Não dá para mudar de assunto diante de tanta notícia sobre a política nacional. Essa semana até quem não gosta de política buscou se inteirar para entender o que vem acontecendo. A semana do brasileiro foi bastante intensa, movimentada e marcada pelos atos no dia 07 de setembro, dia da Independência. Em diversos estados, milhares de pessoas foram às ruas para se manifestar. Entre as pautas defendidas estão o voto impresso, intervenção militar, fechamento do STF e liberdade de expressão.

Agora, lógico que esse movimento não ficou apenas na população. A classe política também se movimentou. Uns a favor da manifestação pró-governo Bolsonaro, outros, contra. Nesta quarta-feira, dia 08, o PSDB decidiu oficialmente assumir e anunciar oposição ao governo do presidente Jair Bolsonaro (sem partido). Em nota, o partido diz “repudiar as atitudes antidemocráticas e irresponsáveis adotadas pelo presidente da República em manifestações”.

Além disso, a sigla ainda convocou os partidos denominados de Centro para que fizessem coro e se unissem a uma “postura de oposição ao projeto autoritário de poder e para evitar a volta do modelo político econômico petista também responsável pela profunda crise”. O partido discute agora internamente sobre a prática de crimes de responsabilidade, segundo o presidente tucano, Bruno Araújo, cometidos por Bolsonaro.

Mas, afinal, o PSDB já não fazia oposição ao governo? Desde quando o partido anunciou as prévias que vão escolher o candidato tucano à presidência da república, as declarações dos líderes marcando opinião vêm sendo mais constantes, principalmente dos governadores de São Paulo, João Dória, e Eduardo Leite, do Rio Grande do Sul. No início o posicionamento era mais velado, agora ele é feito de forma aberta e explícita, inclusive por vídeos, postagens e entrevistas.

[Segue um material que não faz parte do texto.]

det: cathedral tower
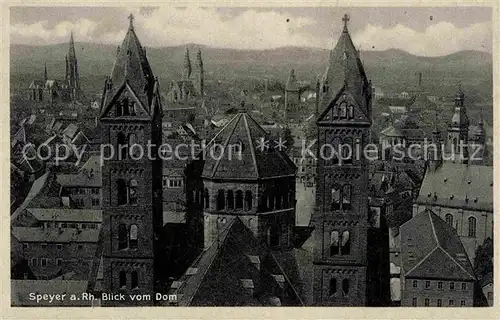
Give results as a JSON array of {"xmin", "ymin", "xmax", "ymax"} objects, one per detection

Quem sempre acompanhou a política sabe que as pautas do PSDB sempre foram em favor de reformas (mesmo que pouco simpáticas muitas vezes), privatizações, programas sociais e respeito à democracia e à constituição. Nesses mais de 30 anos de história o partido liderou avanços importantes no Brasil com o governo de Fernando Henrique Cardoso (FHC) como, por exemplo, a continuidade no plano Real (criado por FHC no governo Itamar Franco), estabilidade econômica, o fim da hiperinflação, sanção da lei de responsabilidade fiscal e o avanço de importantes programas sociais para os brasileiros como a criação do Bolsa Família.

O PSDB sempre pregou que não faltará à nação e que o ódio e o radicalismo não levam a coisa alguma. Os tucanos demoraram para se posicionar oficialmente, mas fizeram isso o tempo todo entrelinhas. O objetivo nunca foi fazer oposição por fazer, mas sim seguir o pensamento claro e objetivo de um partido que sempre esteve do lado certo da história do Brasil. Agora resta saber qual será o posicionamento dos tucanos de Santa Catarina, estado mais Bolsonarista do Brasil.